Wednesday, December 14, 2022

Book Review: KILLING KATIE


Title: Killing Katie (Affair with Murder #1)

Author: Brian Spangler

Publisher: Junco Publications

Pages: 416

My GoodReads Rating: ⭐⭐⭐⭐



Amy Sholes, a happily married mother of two kids and wife of a police detective, has a dark secret she can’t confess to anyone, least of all her husband, Steve. Amy enjoys killing, or at least the idea of killing since she has never killed before.

She enjoys tripping on her husband’s case files, imagining herself killing off the dregs of society, the criminals who nobody will miss. But her longest running fantasy is to kill Katie Dawson, her best friend since they were both two years old. It is a fantasy she can’t help, given that she loves Katie and would never do her harm. Which is why she feels compelled to kill somebody evil that the world would not miss, in order to drive the fantasy of killing Katie out of her mind.

But these are not compulsions you can share with another person, least of all your cop husband.

Meeting an internet whiz, Nerd, at the library, Amy is placed squarely on the path to fulfilling her desires. Nerd, whose real name Amy does not know, introduces Amy to the Dark Web, where the worst of human excesses may be bought and sold at a price. Here, he gets Amy her first paid job, to kill Todd, a brutal rapist who raped and battered a young teenager. Amy accepts the job and successfully kills Todd.

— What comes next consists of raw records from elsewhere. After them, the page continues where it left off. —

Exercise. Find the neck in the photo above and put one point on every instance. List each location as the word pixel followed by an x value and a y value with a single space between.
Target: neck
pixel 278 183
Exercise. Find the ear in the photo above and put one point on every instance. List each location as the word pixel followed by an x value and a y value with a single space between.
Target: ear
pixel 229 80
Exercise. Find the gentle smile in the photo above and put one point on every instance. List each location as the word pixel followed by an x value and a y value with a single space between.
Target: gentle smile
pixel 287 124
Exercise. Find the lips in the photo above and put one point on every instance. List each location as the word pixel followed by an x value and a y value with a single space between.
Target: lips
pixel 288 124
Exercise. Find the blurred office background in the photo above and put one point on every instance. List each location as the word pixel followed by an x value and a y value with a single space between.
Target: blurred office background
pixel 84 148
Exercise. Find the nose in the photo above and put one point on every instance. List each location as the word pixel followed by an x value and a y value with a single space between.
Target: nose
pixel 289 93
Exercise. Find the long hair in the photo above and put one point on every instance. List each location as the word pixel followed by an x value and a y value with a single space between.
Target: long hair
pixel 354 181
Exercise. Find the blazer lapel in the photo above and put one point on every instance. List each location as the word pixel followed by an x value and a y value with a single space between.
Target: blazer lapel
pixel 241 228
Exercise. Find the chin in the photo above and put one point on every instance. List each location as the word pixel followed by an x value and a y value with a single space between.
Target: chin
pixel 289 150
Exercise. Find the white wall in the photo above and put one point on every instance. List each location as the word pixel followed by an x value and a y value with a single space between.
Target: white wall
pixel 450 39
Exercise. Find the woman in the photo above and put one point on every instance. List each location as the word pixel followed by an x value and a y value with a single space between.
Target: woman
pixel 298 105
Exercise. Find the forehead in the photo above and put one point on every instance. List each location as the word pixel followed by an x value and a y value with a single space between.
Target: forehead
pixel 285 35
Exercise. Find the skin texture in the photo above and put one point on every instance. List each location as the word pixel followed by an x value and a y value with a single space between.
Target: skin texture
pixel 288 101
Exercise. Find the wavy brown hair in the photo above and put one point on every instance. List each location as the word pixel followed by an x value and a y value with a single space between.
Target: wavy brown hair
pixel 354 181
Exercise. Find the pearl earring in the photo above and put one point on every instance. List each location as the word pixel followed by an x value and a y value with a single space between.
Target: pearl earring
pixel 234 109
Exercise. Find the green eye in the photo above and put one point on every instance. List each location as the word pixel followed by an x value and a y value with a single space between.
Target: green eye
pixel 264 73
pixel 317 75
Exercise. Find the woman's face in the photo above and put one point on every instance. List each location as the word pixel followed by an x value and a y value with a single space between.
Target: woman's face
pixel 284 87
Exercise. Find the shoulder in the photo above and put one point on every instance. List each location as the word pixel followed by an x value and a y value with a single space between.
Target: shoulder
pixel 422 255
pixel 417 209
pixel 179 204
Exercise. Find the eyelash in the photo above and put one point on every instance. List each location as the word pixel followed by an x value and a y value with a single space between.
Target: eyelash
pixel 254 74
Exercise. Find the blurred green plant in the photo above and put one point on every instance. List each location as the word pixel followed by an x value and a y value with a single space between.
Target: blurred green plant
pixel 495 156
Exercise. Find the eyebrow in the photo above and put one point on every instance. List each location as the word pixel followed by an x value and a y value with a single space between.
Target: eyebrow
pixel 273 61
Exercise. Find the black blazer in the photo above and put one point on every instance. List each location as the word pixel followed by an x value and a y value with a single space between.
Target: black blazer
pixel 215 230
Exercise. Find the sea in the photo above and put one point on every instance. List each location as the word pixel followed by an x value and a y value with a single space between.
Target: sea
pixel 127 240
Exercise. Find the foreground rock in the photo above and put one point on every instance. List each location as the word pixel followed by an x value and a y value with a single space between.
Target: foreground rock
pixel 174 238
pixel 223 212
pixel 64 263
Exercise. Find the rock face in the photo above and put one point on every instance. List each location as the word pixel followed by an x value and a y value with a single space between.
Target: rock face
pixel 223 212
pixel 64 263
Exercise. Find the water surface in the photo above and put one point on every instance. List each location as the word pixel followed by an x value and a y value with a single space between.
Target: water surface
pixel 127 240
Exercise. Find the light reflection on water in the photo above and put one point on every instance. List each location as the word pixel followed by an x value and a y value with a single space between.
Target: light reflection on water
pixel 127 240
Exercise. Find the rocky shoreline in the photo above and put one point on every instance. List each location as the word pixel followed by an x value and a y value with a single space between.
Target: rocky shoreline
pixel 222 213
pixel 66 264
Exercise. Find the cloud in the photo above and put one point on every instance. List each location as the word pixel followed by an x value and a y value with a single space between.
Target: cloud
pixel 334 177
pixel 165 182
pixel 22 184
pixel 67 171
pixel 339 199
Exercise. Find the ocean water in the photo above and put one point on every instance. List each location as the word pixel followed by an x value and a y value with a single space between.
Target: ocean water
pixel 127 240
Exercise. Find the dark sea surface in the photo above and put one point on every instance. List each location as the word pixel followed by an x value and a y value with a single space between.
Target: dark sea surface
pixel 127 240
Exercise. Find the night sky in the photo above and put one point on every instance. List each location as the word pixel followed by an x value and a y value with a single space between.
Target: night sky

But soon the instinct to kill strikes again. And when that happens, what will it mean for Katie? Will she die at Amy’s hands?


You’ll have to read the book to find out.



Killing Katie is written in the first person mixed tense PoV of Amy.

Amy doesn’t act on her Dexter-like fantasies until halfway into the book. Until then, there’s a lot of revealing about the past, but it was done in a manner, suggesting confidences between friends, so I didn’t mind plodding through.

Death isn’t the only thing on Amy’s mind. She is also worried about aging, about life passing her by, about losing her husband.

I liked the way the character evolved, from getting turned on by the very idea of murder to suffering grief at losing a dear one. But grief is not an unfamiliar emotion. Earlier on, when John, a top cop and Steve’s best friend, dies, she experiences the pain of losing a good friend, as also the pain of knowing that it could have been Steve.

She wants to kill not just to fulfil her desire but also as a means to earn money, so Steve can give up being a cop and go back to law school.

The manner in which she lives her double life throws up moments of tension, and the writing style was good.

The explanation about how the Internet works was also good.


(I read this book on NetGalley. Thank you to the author, the publisher and NetGalley.)